To answer your last question, when I print adPhrase[i] nothing prints. Is this because the i variable is only available during the for loop?

[Adak]

You can't use a loop counter (an iterator), as a conditional counter, as well. It's like using a marble to replace a car wheel. They both are round, but they're not the same. That's how the logic is here - different.

Print out your adphrase after it's entered. You're on the right track, but not quite there.

[SplinteredChaos]

So am I correct in understanding that the primary issue is with the for loop.

for(i=0;adPhrase[i]!='\0';i++){ 

    if (adPhrase[i] == ' '){
        i++;
    }
}

In particular the

(i=0;adPhrase[i]!='\0';i++)

so I cannot use the i at the beginning and then also in the adPhrase[]? or am I confusing things?
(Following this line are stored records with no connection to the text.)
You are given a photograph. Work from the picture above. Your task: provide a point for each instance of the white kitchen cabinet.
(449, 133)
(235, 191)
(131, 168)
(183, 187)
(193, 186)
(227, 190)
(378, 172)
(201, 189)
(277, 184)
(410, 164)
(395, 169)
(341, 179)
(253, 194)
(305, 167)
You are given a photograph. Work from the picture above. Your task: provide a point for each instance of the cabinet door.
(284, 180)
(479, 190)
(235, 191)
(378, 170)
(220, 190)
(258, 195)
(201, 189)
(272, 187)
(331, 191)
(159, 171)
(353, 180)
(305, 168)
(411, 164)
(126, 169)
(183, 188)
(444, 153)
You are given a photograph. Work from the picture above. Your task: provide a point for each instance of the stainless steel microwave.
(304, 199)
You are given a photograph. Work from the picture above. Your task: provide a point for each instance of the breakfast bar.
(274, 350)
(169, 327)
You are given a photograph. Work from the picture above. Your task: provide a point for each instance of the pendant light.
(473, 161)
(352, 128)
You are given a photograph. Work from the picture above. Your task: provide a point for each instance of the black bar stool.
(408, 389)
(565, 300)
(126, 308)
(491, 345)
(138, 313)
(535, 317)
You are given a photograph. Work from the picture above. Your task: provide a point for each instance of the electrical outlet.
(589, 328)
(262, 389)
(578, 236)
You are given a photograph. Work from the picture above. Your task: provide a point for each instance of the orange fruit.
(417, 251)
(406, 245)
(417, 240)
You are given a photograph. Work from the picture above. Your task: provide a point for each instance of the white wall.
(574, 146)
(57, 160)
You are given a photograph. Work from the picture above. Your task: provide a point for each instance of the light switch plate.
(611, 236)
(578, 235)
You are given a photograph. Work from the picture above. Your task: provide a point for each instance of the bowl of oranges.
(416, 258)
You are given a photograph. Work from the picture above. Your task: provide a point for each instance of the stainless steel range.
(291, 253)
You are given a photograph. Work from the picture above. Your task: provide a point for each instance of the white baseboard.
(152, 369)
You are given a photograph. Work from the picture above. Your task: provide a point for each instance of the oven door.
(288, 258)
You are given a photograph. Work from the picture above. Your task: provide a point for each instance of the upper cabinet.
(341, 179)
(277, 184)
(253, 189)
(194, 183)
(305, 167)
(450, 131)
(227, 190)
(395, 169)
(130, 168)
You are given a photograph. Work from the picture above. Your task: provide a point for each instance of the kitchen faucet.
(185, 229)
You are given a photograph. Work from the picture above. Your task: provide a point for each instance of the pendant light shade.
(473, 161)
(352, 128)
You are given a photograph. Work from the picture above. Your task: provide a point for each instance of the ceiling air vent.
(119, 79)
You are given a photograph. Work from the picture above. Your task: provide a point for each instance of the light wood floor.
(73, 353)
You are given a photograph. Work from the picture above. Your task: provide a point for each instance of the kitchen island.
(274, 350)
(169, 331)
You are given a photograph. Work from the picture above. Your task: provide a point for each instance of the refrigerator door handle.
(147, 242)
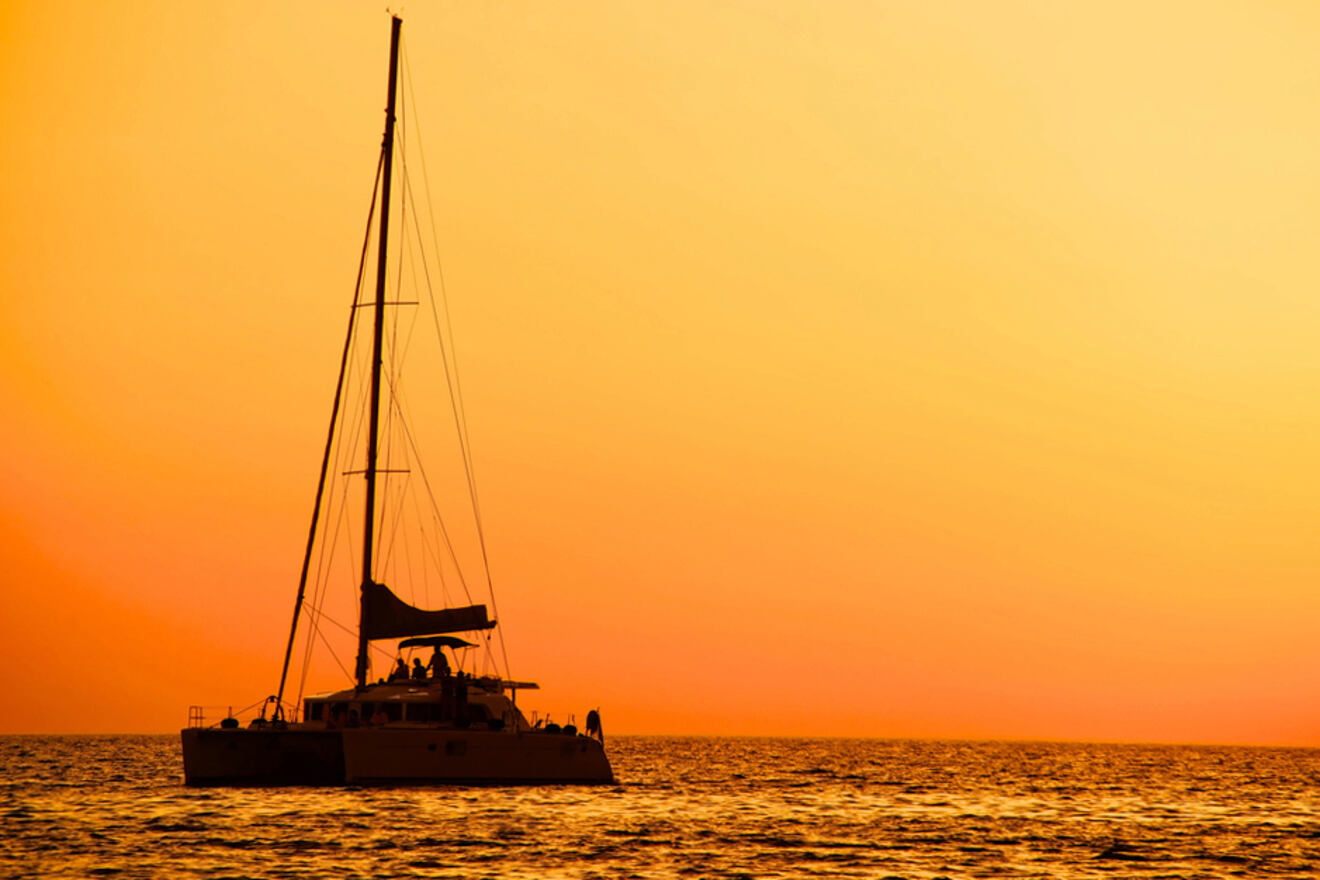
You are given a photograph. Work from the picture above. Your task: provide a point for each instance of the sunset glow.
(853, 370)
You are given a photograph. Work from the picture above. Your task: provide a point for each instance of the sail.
(387, 616)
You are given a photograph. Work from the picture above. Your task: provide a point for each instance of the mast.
(387, 153)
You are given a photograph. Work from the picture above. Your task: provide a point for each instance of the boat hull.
(391, 756)
(409, 756)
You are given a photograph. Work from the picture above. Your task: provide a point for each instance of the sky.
(889, 368)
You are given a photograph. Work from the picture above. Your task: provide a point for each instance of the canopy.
(387, 616)
(436, 641)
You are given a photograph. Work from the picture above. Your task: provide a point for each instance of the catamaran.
(425, 724)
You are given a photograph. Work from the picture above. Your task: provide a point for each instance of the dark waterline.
(77, 806)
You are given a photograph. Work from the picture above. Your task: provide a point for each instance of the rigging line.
(330, 432)
(430, 495)
(440, 520)
(343, 449)
(456, 389)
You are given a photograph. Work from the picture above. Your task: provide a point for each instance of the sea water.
(115, 806)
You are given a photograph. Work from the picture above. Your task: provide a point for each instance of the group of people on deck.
(437, 668)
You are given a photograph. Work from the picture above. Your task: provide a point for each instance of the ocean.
(115, 806)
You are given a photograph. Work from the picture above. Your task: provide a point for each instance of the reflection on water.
(754, 808)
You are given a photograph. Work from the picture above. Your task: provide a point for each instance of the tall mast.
(387, 153)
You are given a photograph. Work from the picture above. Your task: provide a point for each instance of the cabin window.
(423, 713)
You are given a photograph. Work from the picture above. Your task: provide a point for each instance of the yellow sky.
(856, 368)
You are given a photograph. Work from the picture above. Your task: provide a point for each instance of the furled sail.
(387, 616)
Trying to make sure I am putting my terminology in the right spots, the loop counter is the i=0; and the conditional counter is adPhrase[i}?

[Adak]

Print out adphrase, after you enter it, and before you do anything else.
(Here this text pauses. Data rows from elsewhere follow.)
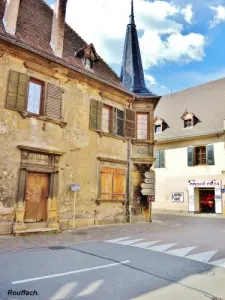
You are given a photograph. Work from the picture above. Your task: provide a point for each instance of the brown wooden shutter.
(119, 184)
(130, 123)
(53, 102)
(96, 115)
(106, 183)
(17, 91)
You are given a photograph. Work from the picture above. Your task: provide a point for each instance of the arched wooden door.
(37, 190)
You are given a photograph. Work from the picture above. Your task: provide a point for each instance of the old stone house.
(189, 150)
(67, 122)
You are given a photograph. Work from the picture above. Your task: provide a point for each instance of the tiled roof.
(132, 75)
(34, 26)
(206, 102)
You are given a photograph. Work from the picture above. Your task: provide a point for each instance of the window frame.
(195, 156)
(42, 96)
(110, 121)
(148, 125)
(186, 122)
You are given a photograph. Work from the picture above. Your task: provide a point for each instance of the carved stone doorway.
(36, 197)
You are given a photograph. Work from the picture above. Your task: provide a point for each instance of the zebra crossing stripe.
(218, 263)
(161, 248)
(181, 252)
(129, 242)
(202, 257)
(118, 240)
(145, 244)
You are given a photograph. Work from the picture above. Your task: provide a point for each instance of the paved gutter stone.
(94, 233)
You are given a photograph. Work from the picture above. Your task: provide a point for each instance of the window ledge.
(99, 201)
(25, 115)
(112, 136)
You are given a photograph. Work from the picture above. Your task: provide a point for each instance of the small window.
(120, 122)
(158, 128)
(200, 155)
(188, 123)
(142, 126)
(35, 96)
(88, 63)
(107, 118)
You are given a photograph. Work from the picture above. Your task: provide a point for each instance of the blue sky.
(182, 42)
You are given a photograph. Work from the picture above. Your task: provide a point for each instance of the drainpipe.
(129, 179)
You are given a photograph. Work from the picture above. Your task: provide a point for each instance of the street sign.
(148, 186)
(150, 174)
(151, 198)
(149, 180)
(75, 187)
(146, 192)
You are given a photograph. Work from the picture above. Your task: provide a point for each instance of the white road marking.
(64, 291)
(91, 288)
(129, 242)
(181, 252)
(118, 240)
(218, 263)
(71, 272)
(145, 245)
(161, 248)
(202, 257)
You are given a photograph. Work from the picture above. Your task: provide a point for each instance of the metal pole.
(74, 208)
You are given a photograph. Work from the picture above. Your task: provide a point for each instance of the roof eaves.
(63, 63)
(189, 137)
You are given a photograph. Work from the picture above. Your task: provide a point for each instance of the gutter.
(63, 63)
(189, 137)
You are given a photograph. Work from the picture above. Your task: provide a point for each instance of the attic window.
(159, 125)
(189, 119)
(88, 63)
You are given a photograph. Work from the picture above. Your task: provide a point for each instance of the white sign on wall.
(205, 184)
(177, 197)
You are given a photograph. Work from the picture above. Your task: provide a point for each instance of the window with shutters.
(107, 118)
(130, 123)
(142, 126)
(160, 159)
(31, 96)
(112, 184)
(35, 96)
(203, 155)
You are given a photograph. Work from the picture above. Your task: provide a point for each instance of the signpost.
(74, 188)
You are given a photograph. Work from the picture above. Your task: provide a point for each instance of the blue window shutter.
(162, 158)
(190, 156)
(210, 155)
(157, 156)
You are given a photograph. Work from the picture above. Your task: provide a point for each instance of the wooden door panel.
(119, 184)
(36, 197)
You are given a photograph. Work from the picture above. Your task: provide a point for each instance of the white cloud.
(150, 79)
(103, 22)
(188, 13)
(219, 15)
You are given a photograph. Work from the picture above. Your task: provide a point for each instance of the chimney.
(58, 27)
(11, 15)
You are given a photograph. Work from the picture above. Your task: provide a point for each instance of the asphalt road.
(183, 262)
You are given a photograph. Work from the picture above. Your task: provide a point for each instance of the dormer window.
(88, 63)
(88, 56)
(189, 119)
(159, 125)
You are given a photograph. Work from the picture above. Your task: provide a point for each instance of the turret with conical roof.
(132, 75)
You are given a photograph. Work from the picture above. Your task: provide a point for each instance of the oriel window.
(142, 126)
(35, 96)
(107, 118)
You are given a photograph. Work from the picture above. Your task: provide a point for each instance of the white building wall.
(176, 174)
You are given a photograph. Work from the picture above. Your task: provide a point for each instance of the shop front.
(205, 196)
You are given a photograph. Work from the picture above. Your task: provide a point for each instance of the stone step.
(36, 225)
(36, 231)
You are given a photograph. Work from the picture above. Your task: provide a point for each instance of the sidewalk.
(94, 233)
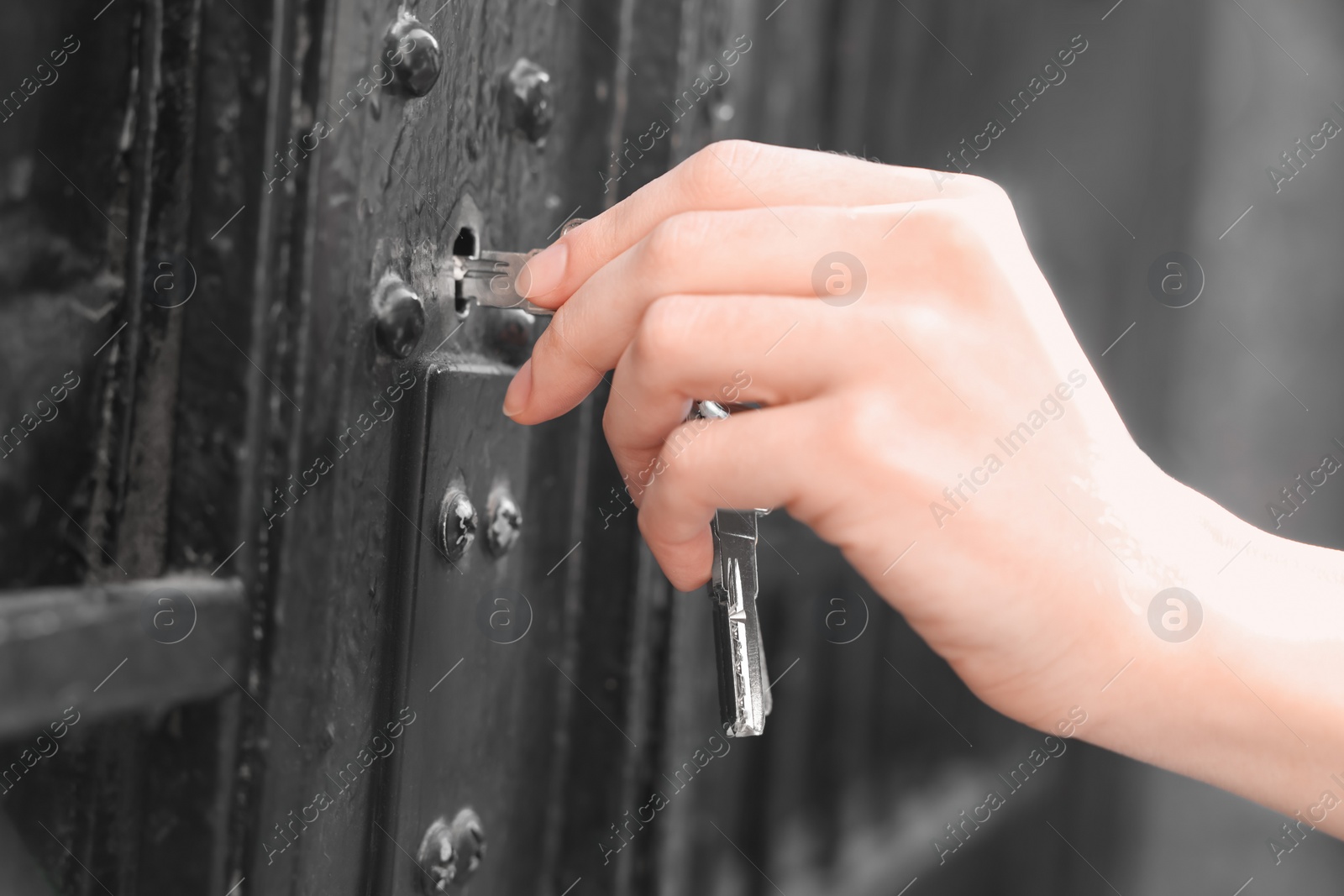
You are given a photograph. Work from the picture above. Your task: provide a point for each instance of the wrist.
(1236, 679)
Yes, the i counter and conditional is a problem, but it's not the first problem.

[SplinteredChaos]

Not the first problem or not the only problem?
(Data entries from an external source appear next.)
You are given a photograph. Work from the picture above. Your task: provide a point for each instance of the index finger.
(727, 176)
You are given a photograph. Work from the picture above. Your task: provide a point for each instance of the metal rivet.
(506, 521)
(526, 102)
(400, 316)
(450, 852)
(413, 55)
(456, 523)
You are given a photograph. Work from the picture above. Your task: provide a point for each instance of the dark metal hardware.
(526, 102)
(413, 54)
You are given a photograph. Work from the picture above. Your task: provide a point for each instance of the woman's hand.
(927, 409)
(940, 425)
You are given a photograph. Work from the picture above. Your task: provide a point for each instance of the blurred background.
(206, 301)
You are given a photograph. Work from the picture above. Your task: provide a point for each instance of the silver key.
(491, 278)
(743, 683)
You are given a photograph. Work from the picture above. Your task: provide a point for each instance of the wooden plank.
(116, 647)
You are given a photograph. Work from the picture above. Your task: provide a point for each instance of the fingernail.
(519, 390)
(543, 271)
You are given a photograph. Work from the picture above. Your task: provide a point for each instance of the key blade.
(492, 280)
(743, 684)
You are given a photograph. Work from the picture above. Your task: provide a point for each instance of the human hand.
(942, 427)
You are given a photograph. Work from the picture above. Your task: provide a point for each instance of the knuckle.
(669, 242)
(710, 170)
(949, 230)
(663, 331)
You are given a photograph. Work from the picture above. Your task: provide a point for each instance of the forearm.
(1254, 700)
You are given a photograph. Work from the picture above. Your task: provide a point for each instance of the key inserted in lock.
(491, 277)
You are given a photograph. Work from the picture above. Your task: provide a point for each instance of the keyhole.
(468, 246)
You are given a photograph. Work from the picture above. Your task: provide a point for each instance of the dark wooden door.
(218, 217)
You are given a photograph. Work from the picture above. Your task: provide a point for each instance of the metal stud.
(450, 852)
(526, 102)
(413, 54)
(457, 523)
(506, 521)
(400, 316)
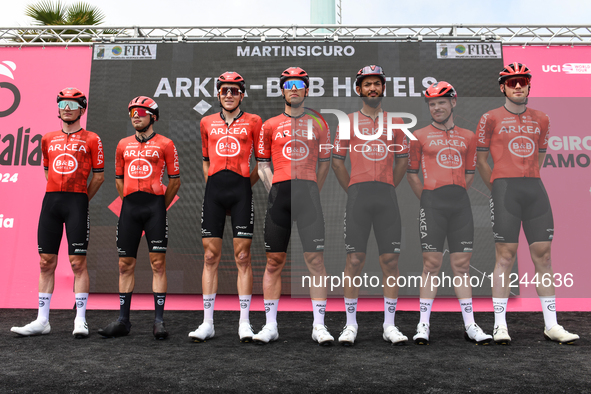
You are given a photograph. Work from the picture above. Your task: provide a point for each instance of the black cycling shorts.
(289, 201)
(521, 200)
(59, 208)
(446, 212)
(142, 212)
(372, 203)
(227, 191)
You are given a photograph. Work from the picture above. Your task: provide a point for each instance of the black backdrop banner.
(181, 78)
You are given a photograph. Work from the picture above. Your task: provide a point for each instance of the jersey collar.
(73, 132)
(295, 117)
(237, 116)
(147, 139)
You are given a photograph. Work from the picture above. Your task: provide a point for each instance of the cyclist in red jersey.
(292, 142)
(140, 162)
(69, 156)
(517, 137)
(227, 143)
(377, 165)
(447, 155)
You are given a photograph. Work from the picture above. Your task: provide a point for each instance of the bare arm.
(415, 184)
(205, 169)
(338, 166)
(119, 186)
(322, 173)
(97, 180)
(400, 169)
(266, 174)
(254, 175)
(483, 168)
(173, 187)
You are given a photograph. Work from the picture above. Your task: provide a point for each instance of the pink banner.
(561, 77)
(556, 71)
(30, 79)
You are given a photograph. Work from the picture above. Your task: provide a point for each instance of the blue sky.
(355, 12)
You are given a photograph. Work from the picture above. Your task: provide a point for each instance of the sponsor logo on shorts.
(427, 247)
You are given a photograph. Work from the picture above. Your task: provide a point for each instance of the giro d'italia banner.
(30, 79)
(181, 78)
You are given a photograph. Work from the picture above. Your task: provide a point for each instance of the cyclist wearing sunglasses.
(299, 171)
(227, 140)
(69, 156)
(140, 161)
(517, 137)
(371, 198)
(447, 156)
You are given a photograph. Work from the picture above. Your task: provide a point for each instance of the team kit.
(294, 156)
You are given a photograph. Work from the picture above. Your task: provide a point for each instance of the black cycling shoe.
(115, 329)
(160, 330)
When you say print out adPhrase after it is entered

cin >> adPhrase;

, are you meaning to

cout >> adPhrase;

?

This post has been edited by SplinteredChaos: 02 February 2013 - 02:52 AM

[Adak]

Both. Will you be printing out adPhrase, sometime before the next Ice Age?

[SplinteredChaos]

The purpose of the program doesn't really require me to print adPhrase after it is collected. I really just need it to hold a string and count the length of the string (simulated with for loop not length method). Once the length is calculated I take that value and multiply it by something else collected from the user.

[#define]

for(i=0;adPhrase[i]!='\0';i++){ 

    if (adPhrase[i] == ' '){
        i++;
    }
}

If the input is something simple such as "a b" then i will iterate until it is 3, also equal to the length. By your logic the number of spaces will be equal to i which is 3.

[Adak]

There is nothing more useful in debugging, than simply printing out a dodgy variable's value.

[SplinteredChaos]

#define, on 02 February 2013 - 12:37 PM, said:

for(i=0;adPhrase[i]!='\0';i++){ 

    if (adPhrase[i] == ' '){
        i++;
    }
}

If the input is something simple such as "a b" then i will iterate until it is 3, also equal to the length. By your logic the number of spaces will be equal to i which is 3.

Got a feeling it'll end up being a dumb question, but what do you mean [/i], if we were to apply numbers to that would it be 3*3 = 9/3 = 3? If so that is exactly what I'm looking for. However, the program is only reading the first character, so 'a'. The value of [i] = 1.

[#define]

How are you declaring/creating adPhrase?

Ahh, this will only read up to a whitespace character so a word in effect.

  cin >> adPhrase;

You will need to use getline to get a phrase.

.

This post has been edited by #define: 02 February 2013 - 08:15 PM

[snoopy11]

#define, on 03 February 2013 - 03:08 AM, said:

You will need to use getline to get a phrase.

.

Yay you got there..

+1

#define of course means getline(cin,adphrase);

Snoopy

This post has been edited by snoopy11: 03 February 2013 - 11:28 AM

[SplinteredChaos]

 string adPhrase;

is how I have adPhrase declared at this point. Is that not correct?